From: spike66 (spike66@attbi.com)
Date: Wed Oct 16 2002 - 19:47:45 MDT
Eugen Leitl wrote:
> On Tue, 15 Oct 2002, Rafal Smigrodzki wrote:
>
>
>>I wonder when this system will come to Virginia. If we had it now, the
>>Virginia sniper would hardly even make it into national news - he
>>would have been caught after the first shooting.
>
>
> Am I the only one who thinks that a system allowing you to obtain complete
> trajectories and fingerprints of all moving objects on a 24/7/365 manner
> in realtime something that is bound to be abused, and abused horribly?
> Think of all the pattern matching and crosscorellation analysis you could
> do with that data. <SHUDDER>
What is it that you dread, Gene? Abused by who?

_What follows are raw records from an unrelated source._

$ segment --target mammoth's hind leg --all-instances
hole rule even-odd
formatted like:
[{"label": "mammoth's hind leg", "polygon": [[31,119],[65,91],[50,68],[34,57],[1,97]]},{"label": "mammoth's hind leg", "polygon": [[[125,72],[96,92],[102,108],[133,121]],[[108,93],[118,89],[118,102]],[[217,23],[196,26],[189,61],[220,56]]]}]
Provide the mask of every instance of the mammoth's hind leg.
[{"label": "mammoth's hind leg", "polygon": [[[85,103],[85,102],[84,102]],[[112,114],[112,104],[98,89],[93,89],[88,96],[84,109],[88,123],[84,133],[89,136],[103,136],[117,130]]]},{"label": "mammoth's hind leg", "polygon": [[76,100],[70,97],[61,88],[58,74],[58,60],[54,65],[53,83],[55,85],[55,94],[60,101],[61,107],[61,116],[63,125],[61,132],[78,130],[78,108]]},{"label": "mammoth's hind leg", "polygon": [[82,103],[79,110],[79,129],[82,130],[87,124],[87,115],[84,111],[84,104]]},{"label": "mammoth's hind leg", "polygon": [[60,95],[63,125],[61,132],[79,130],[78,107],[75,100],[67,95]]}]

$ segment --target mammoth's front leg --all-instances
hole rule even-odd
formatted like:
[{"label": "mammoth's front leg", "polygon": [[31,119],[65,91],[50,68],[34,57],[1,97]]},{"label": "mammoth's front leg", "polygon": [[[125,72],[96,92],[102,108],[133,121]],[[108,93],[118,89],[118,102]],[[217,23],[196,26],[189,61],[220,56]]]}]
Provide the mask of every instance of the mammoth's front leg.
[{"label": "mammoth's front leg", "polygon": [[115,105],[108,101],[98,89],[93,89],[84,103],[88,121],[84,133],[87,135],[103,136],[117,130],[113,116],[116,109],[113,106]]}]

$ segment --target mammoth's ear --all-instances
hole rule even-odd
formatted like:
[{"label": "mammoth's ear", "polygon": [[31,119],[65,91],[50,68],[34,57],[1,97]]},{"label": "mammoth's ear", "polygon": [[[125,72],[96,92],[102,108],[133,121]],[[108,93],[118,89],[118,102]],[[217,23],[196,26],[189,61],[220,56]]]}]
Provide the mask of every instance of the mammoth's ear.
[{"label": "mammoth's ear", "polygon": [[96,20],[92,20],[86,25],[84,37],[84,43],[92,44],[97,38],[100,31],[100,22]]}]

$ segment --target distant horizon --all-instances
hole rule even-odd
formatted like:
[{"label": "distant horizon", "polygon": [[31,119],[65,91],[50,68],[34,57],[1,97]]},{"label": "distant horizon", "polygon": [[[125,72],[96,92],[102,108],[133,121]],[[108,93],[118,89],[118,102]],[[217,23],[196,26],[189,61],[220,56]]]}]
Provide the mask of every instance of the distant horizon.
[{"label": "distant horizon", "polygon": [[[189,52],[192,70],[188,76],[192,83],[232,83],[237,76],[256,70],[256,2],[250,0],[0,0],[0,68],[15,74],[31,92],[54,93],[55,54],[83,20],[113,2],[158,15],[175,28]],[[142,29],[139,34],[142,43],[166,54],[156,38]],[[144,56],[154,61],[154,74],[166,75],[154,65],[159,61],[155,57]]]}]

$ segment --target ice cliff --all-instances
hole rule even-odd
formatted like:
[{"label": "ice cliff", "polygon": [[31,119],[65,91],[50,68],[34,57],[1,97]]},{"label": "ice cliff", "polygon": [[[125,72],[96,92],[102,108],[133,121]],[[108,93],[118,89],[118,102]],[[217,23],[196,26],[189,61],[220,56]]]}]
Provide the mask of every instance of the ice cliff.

The government? As before, I presupposed you would
compensate away much of the government's power as
transparency increased. This is a critical point.
No government can be trusted with the power that
transparency would provide.
In the case of the Virginia sniper, the government's
role would be almost superfluous, for a band of armed
citizens would have taken him out by now.
> Technology is an asymmetrical enabler, since favouring centralism. Why
> giving up privacy, which is irreversible, in face of statistically
> insignificant threats? The mind boggles.
I think of them as statistically significant opportunities.